From 5ab789e83e124af5383a06a80dd3e55cef713f2b Mon Sep 17 00:00:00 2001
From: Marko Henning <marko.henning@posteo.de>
Date: Tue, 18 Mar 2025 16:44:58 +0100
Subject: [PATCH 6/7] Add documentation on chroma special case

---
 backend/open_webui/retrieval/utils.py | 2 ++
 1 file changed, 2 insertions(+)

diff --git a/backend/open_webui/retrieval/utils.py b/backend/open_webui/retrieval/utils.py
index 9b8d58352..1afb333b1 100644
--- a/backend/open_webui/retrieval/utils.py
+++ b/backend/open_webui/retrieval/utils.py
@@ -147,6 +147,8 @@ def query_doc_with_hybrid_search(
         # retrieve only min(k, k_reranker) items, sort and cut by distance if k < k_reranker
         if k < k_reranker:
             if VECTOR_DB == "chroma":
+                # Chroma uses unconventional cosine similarity, so we don't need to reverse the results
+                # https://docs.trychroma.com/docs/collections/configure#configuring-chroma-collections
                 sorted_items = sorted(zip(distances, metadatas, documents), key=lambda x: x[0], reverse=False)
             else:
                 sorted_items = sorted(zip(distances, metadatas, documents), key=lambda x: x[0], reverse=True)

From 5f48af5b9114d480d7c9bea71c298f1fde001563 Mon Sep 17 00:00:00 2001
From: Marko Henning <marko.henning@posteo.de>
Date: Wed, 19 Mar 2025 17:04:45 +0100
Subject: [PATCH 7/7] Revert the ordering change with chromadb, not necessary
 with reranker results

---
 backend/open_webui/retrieval/utils.py | 7 +------
 1 file changed, 1 insertion(+), 6 deletions(-)

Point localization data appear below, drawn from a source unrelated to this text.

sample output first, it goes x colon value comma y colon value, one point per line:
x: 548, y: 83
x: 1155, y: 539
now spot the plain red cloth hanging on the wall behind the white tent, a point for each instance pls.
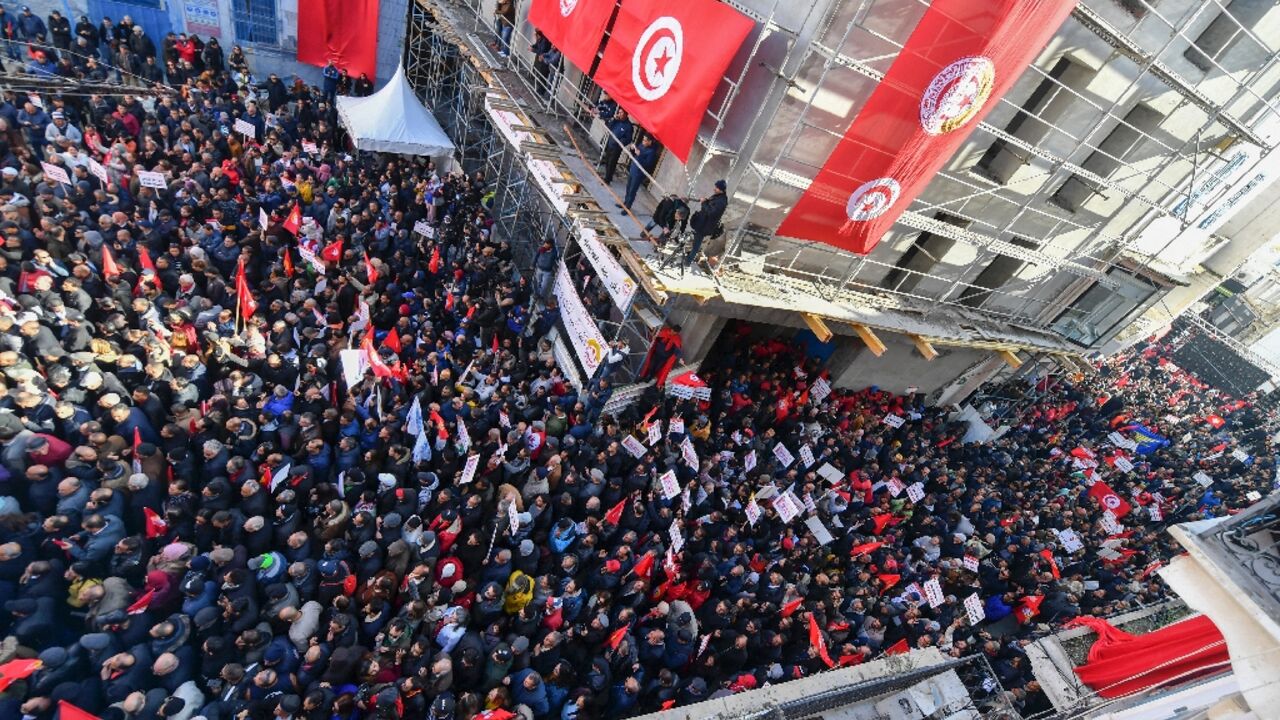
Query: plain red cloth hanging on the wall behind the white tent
x: 344, y: 31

diff --git a/backend/open_webui/retrieval/utils.py b/backend/open_webui/retrieval/utils.py
index 1afb333b1..d50d4d44c 100644
--- a/backend/open_webui/retrieval/utils.py
+++ b/backend/open_webui/retrieval/utils.py
@@ -146,12 +146,7 @@ def query_doc_with_hybrid_search(
 
         # retrieve only min(k, k_reranker) items, sort and cut by distance if k < k_reranker
         if k < k_reranker:
-            if VECTOR_DB == "chroma":
-                # Chroma uses unconventional cosine similarity, so we don't need to reverse the results
-                # https://docs.trychroma.com/docs/collections/configure#configuring-chroma-collections
-                sorted_items = sorted(zip(distances, metadatas, documents), key=lambda x: x[0], reverse=False)
-            else:
-                sorted_items = sorted(zip(distances, metadatas, documents), key=lambda x: x[0], reverse=True)
+            sorted_items = sorted(zip(distances, metadatas, documents), key=lambda x: x[0], reverse=True)
             sorted_items = sorted_items[:k]
             distances, documents, metadatas = map(list, zip(*sorted_items))
         result = {